Emails to GSuite and Gmail email addresses being flagged as "malicious"

Incident Report for Intercom

Postmortem

Between May 17th and June 17th, some emails sent through Intercom to Gmail or GSuite accounts showed a warning regarding unsafe content or malicious links, and some were routed to spam. This happened because malware, attached to inbound emails, passed our upstream vendor’s spam and anti-virus filters causing reputation issues with Google.

This post mortem is to share what caused Intercom’s domains to be flagged by Google, what we did to restore service, and what we’re doing to prevent similar issues from happening in the future.

What caused the event

Since Intercom accepts inbound email, we also encounter inbound spam, including malicious files. When a file is sent into Intercom, it is hosted on our shared domain. This domain was also used in email headers, image hosting, and open and click tracking.

When Google detect enough malicious files on a domain, they list the domain as dangerous. Any email containing that domain in the headers or content then displays a warning about malicious links, and those messages are routed to spam.

What we did to restore service

Once the issue was identified, we took the following actions to limit the blast radius and to find any potentially malicious files still being hosted on our domains:

Added a strict whitelist of accepted filetypes to the Intercom product. We now only accept images, videos and PDFs by default.
Created a whitelisting settings page to allow customers to only accept the file types they need, rather than accepting all file types by default.
Increased the frequency of our antivirus rescans to proactively find dangerous attachments.
Moved attachments off one domain and split them across multiple domains, so that a future listing by Google would only impact ⅙ of our customers

All email delivery and attachment download functionality has since returned to normal.

What we’re doing to prevent similar issues

Moving forward, we are focused on improving the way we handle attachments. We will continue to finetune our whitelist and blacklists to make it easy to access good files, while preventing access to potentially dangerous uploads. Additionally, we’re investigating improvements to our inbound spam and antivirus filtering, to prevent malicious files from getting onto our network in the first place.

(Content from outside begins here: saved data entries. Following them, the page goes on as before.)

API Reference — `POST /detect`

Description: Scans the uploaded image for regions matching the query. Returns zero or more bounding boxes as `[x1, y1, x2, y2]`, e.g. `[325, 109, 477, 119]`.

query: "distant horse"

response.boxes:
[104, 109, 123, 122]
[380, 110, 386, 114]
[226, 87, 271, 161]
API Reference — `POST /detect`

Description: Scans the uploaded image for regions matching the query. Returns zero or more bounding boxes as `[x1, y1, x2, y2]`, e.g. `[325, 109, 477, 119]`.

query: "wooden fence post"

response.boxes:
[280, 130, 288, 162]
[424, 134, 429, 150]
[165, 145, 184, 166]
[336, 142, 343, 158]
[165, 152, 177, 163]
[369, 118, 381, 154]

With every incident, we learn more and more about how to improve our incident management process and our communication about incidents to our customers. There will always be a risk of deliverability incidents like this in the future, but we will continue to improve our infrastructure and processes so we can successfully deliver your messages and limit impact to your sending. If you have specific questions, do not hesitate to contact our Support team at team@intercom.com or via the Messenger.

Posted Jul 24, 2019 - 14:57 UTC

Resolved

Our Engineering teams have now re-enabled the download of attachments created through emails sent to Intercom workspaces. Customers might find that links to attachments in older emails will no longer download directly, but these attachments will still be available through accessing the conversation in Intercom. This issue is now resolved and services are working as expected.

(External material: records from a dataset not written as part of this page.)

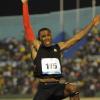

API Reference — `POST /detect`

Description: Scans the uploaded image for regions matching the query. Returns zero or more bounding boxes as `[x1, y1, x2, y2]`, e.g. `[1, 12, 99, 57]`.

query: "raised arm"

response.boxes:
[58, 15, 100, 51]
[21, 0, 40, 59]
[21, 0, 36, 43]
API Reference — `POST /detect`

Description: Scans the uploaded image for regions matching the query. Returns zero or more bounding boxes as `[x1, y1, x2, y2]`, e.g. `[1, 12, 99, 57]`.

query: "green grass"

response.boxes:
[0, 93, 100, 100]
[0, 97, 100, 100]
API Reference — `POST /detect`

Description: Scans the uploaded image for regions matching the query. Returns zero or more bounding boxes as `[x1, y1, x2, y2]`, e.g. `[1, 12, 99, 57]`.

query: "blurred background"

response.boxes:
[0, 0, 100, 99]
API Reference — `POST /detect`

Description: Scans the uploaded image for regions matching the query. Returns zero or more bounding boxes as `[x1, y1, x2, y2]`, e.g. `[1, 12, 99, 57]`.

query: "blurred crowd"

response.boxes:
[0, 31, 100, 97]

Posted Jun 10, 2019 - 12:35 UTC

Monitoring

Between approximately 2019-06-09 0000 UTC and 2019-06-10 0230 UTC, emails sent to Gmail or GSuite email addresses via Intercom would have appeared with a banner in GMail indicating that the email contained "dangerous" content. We have worked with Google to resolve the cause of this, and this banner is no longer appearing on emails sent via Intercom.

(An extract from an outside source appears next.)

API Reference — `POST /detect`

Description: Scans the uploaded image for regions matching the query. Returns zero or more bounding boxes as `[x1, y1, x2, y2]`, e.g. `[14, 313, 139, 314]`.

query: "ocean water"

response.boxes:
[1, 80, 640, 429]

While we continue to work to resolve the root cause, we have temporarily prevented the download of attachments that were created through emails coming into Intercom workspaces which match any of the filetypes in the list below.

Attachment filetypes that are temporarily prevented include:
- doc, xslx, docm, docx, xlsm, exe
- html, htm, php, js
- zip, gz, 7z, rar, z, zls, tar
- arj, iso, ace, apk
- IMG, img, uue, cab

Workflows that rely on receiving inbound email attachments coming into Intercom will be temporarily disrupted.

Posted Jun 10, 2019 - 09:29 UTC

Investigating

We are investigating a reoccurrence of email delivery issues related to customer files sent via Intercom being flagged as malicious by Google.

Known Impacted Email Services include:
- Emails sent via Intercom to GSuite or Gmail addresses.

Email Services Not Impacted:
- Transactional emails sent from Intercom itself
- Conversation summaries from Inbox conversations
- Emails sent via Messages to non Gmail or GSuite addresses

Posted Jun 09, 2019 - 09:36 UTC

This incident affected: Intercom message delivery (Email, Chats and Posts, Mobile Push).